Occorre aggiungere che simili esigenze si presentano, nel corso della sua giornata scolastica, secondo misure molto variabili, a causa della sua labile struttura dell’io e della sua instabilità emozionale.
Tutto questo richiede una prolungata esperienza ed una competenza molto qualificata. Difficile pensare che simili doti possano diffondersi equamente sul territorio scolastico nazionale.

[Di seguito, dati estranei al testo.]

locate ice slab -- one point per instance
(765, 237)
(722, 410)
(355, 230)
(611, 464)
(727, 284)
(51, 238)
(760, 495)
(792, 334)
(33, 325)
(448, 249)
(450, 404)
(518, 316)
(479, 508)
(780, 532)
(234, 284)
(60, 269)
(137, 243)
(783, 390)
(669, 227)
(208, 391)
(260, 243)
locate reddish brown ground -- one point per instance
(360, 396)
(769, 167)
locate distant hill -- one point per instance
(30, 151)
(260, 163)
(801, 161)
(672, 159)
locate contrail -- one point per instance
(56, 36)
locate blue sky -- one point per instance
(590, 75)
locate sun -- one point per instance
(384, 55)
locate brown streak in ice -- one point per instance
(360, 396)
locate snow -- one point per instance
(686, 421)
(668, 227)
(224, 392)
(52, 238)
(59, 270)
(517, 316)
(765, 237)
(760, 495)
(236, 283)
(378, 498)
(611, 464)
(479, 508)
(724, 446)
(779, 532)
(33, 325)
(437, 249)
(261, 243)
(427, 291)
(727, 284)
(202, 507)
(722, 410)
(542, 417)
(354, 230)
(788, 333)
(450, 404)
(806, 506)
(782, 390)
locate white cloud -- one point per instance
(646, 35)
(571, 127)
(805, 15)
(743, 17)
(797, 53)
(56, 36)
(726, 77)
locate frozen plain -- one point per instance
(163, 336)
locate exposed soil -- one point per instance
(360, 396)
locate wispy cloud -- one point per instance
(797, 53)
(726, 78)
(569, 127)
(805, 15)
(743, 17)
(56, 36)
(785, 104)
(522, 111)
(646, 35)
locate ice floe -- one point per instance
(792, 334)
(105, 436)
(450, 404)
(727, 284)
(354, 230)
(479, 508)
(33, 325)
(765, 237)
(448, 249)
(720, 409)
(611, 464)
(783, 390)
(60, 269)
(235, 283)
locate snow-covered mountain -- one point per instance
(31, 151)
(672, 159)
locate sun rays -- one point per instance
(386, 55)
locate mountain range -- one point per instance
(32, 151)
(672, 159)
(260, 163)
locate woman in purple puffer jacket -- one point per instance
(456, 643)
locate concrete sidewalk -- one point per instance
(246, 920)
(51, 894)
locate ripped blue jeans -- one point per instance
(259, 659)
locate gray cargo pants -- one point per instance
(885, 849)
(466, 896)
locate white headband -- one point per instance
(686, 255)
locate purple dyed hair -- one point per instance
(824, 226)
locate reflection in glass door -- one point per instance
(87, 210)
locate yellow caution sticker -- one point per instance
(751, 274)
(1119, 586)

E’ molto più realistico pensare a strutture scolastico-riabilitative nelle quali la dimensione clinico-pedagogica presenti una particolare consistenza nell’organizzazione del contesto educativo di apprendimento.
Naturalmente non immaginiamo istituzioni segreganti ma più semplicemente istituzioni scolastiche ordinarie, arricchite da funzioni educative speciali integrate, nei limiti del possibile, nel contesto complessivo della realtà scolastica.
Come sempre a questo punto ci sarà qualcuno che saprà evocare e agitare i fantasmi dell’esclusione e della separazione. Da parte nostra riteniamo soltanto che sia giunto il momento, forse anche tardivo, di offrire a simili alunni una risposta scolastica commisurata rigorosamente alle loro effettive difficoltà ed anche alle loro reali possibilità.